The team found that the difference between the Neandertal and modern mtDNA was more than three times that observed between any two living humans. Moreover, the Neandertal DNA didn't show any special similarity to DNA from living Europeans, which one might expect if the Neandertals, who occupied Europe for more than 200,000 years, contributed to the modern human gene pool. For many researchers, the Cell study put a serious, if not fatal, dent in the multiregionalists' argument that Neandertals were among our ancestors. And last year DNA from two other Neandertal specimens yielded similar results, further strengthening the Out of Africa replacement case.

Critics of the Neandertal DNA data, however, noted that without equally ancient samples from anatomically modern humans for comparison, the exact significance of the differences between Neandertal DNA and DNA from living people could not be fully understood. Perhaps any human DNA that old would be rather different from contemporary human DNA, owing to microevolutionary changes over time, they argued. One of the new studies appears to bear that suspicion out.

Reporting in the January 16 Proceedings of the National Academy of Sciences, Gregory J. Adcock of the Pierre and Marie Curie University in Paris and his colleagues extracted and analyzed mtDNA from Australian fossils representing anatomically modern humans. One of these, a specimen known as Lake Mungo 3 (LM3), dates to approximately 62,000 years old. As such, the LM3 mtDNA is the oldest known for a modern. It is also older than the two Neandertal samples analyzed last year and perhaps older than the sample that formed the basis of the Cell report (the age of the fossil that yielded that mtDNA is unknown).

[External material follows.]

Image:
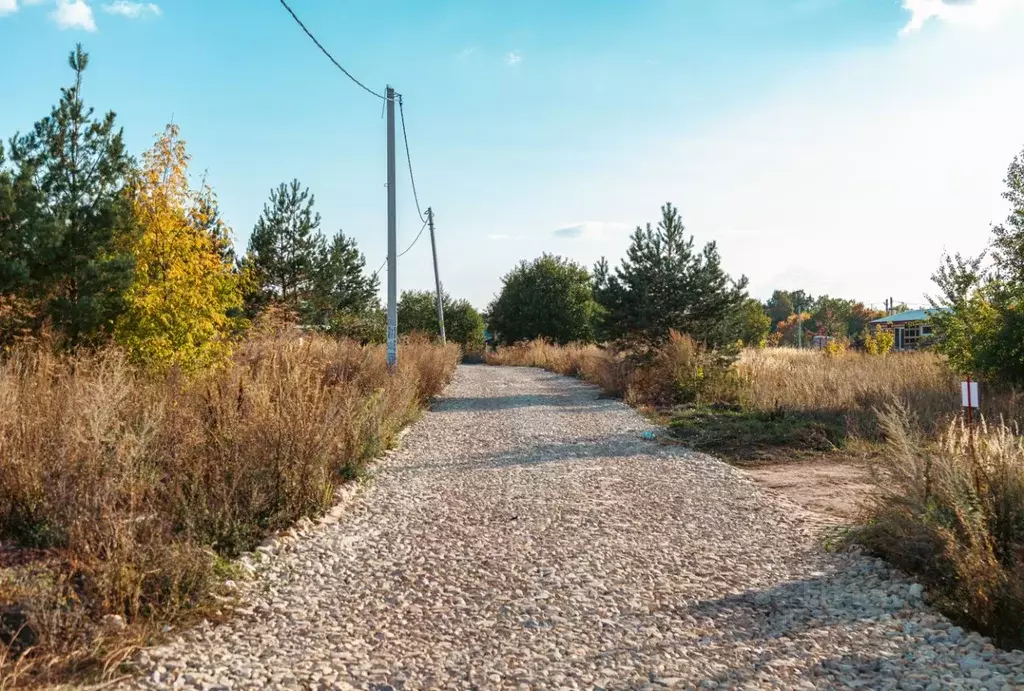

Importantly, Adcock's team discovered that the LM3 mtDNA differed from that of living people as much as the Neandertal mtDNA did. In contrast, the mtDNA from the younger Australian fossils closely resembles that of living humans. "If the mitochondrial DNA sequences present in a modern human (LM3) can become extinct, then perhaps something similar happened to the mitochondrial DNA of Neandertals," noted John H. Relethford of the State University of New York at Oneonta in a commentary accompanying the PNAS report. If so, he says, the absence of Neandertal mtDNA in living humans does not rule out the possibility that they contributed to our gene pool. Other researchers are reserving judgment until the results are replicated in an independent lab, citing the possibility of contamination.